Don’t Toss Your Cookies
When I worked in Taiwan and Singapore, American colleagues had one mandatory assignment from their families when they traveled back to the United States: fill up your suitcase with Oreos for the kids! (It was peanut butter in Europe, but that’s another story.) The frenzy got worse when Kraft came out with double-stuffed Oreos. Despite the demand among expats, we rarely saw Oreos in local markets, though there were some suspicious lookalikes.
Will They Sell in Guilin?
Kraft introduced Oreos to China about 1995, but the cookie immediately crumbled – far too sweet for Chinese tastes. According to an article this weekend in the South China Morning Post (subscription required), Kraft kept tossing Oreos at the Great Wall until 2005, when it decided that something had to change. First, Kraft made a less-sweet version (sacrilege to an American). Then, the following year, they put out a Chinese Oreo that no Westerner would recognize. It had four layers, each a thin wafer with vanilla cream in the innermost layer, chocolate cream between the outside layers, and the whole thing coated in chocolate (a cardiologist’s nightmare). Still another made-for-China Oreo is a tubular wafer filled with vanilla cream and marketed to be served with a glass of milk. The new Oreos were accompanied by intensive marketing: huge store displays, bicycle-mounted “Oreo Ambassadors” handing out free cookies, and smaller packages to attract lower-income customers.

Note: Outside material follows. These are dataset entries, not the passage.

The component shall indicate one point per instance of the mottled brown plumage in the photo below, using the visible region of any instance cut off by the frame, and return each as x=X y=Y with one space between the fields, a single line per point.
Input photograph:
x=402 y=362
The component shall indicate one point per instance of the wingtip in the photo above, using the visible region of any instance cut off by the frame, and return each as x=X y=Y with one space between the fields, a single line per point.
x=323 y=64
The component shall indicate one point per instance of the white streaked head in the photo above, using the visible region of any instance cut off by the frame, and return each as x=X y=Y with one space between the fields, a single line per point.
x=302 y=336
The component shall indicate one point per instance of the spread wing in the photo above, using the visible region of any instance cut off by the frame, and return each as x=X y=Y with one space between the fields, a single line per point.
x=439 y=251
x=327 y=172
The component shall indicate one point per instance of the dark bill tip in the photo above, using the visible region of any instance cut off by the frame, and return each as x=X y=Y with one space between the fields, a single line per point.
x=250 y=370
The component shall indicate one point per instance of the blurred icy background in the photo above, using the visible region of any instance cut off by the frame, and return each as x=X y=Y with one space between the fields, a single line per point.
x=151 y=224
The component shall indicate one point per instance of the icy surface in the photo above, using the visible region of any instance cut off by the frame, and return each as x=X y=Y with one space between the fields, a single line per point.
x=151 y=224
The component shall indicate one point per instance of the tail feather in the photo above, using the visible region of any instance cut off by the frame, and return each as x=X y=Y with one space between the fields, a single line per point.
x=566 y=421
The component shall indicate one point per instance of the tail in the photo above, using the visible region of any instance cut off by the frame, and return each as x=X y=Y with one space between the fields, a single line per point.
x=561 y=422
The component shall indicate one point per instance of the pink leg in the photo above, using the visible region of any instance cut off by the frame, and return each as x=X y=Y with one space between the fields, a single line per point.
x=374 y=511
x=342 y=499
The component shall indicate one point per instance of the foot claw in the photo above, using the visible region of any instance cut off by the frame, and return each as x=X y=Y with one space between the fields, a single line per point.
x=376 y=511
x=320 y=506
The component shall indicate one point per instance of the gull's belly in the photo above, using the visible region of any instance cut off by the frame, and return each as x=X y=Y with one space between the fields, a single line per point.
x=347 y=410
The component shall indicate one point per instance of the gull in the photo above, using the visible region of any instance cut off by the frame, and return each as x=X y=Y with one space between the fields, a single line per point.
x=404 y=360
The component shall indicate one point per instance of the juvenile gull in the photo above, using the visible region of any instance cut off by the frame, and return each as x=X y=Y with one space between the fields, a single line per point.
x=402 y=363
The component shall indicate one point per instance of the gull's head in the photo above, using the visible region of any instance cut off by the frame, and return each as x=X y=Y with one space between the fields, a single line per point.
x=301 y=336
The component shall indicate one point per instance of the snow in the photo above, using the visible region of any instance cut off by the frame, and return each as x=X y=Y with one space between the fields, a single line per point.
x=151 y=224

The upshot is that Kraft suddenly has 22.4% of the Chinese cookie market, with the next brand selling at 8.3%.
There are several lessons here. One is that even a major company can take decades to figure out how to sell consumer products in China. Unless you are lucky, your product will need to be modified to Chinese tastes, which can take deep pockets and infinite patience – not to mention creativity. Another more hopeful lesson is that even a product that was initially disliked can eventually be sold in China given product modifications and marketing suited to the Chinese consumer.
Perhaps my readers can answer a question for me: Have you tried the Chinese Oreos? Do expats still have to bring back suitcases of the traditional U.S. Oreos?
December 8th, 2009 at 4:18 pm
To your question: I don’t think they will sell well in Guilin. You can buy Oreos in most small supermarkets here (Hao you duo, etc…) but I rarely see Chinese people buy them. I eat them periodically but don’t especially like the taste.
…and I’ve never heard of any Expat here bringing “suitcases of the traditional U.S. Oreos” over. Most of them need the space for more important things like duty free booze or other foodstuffs that it is really difficult to get.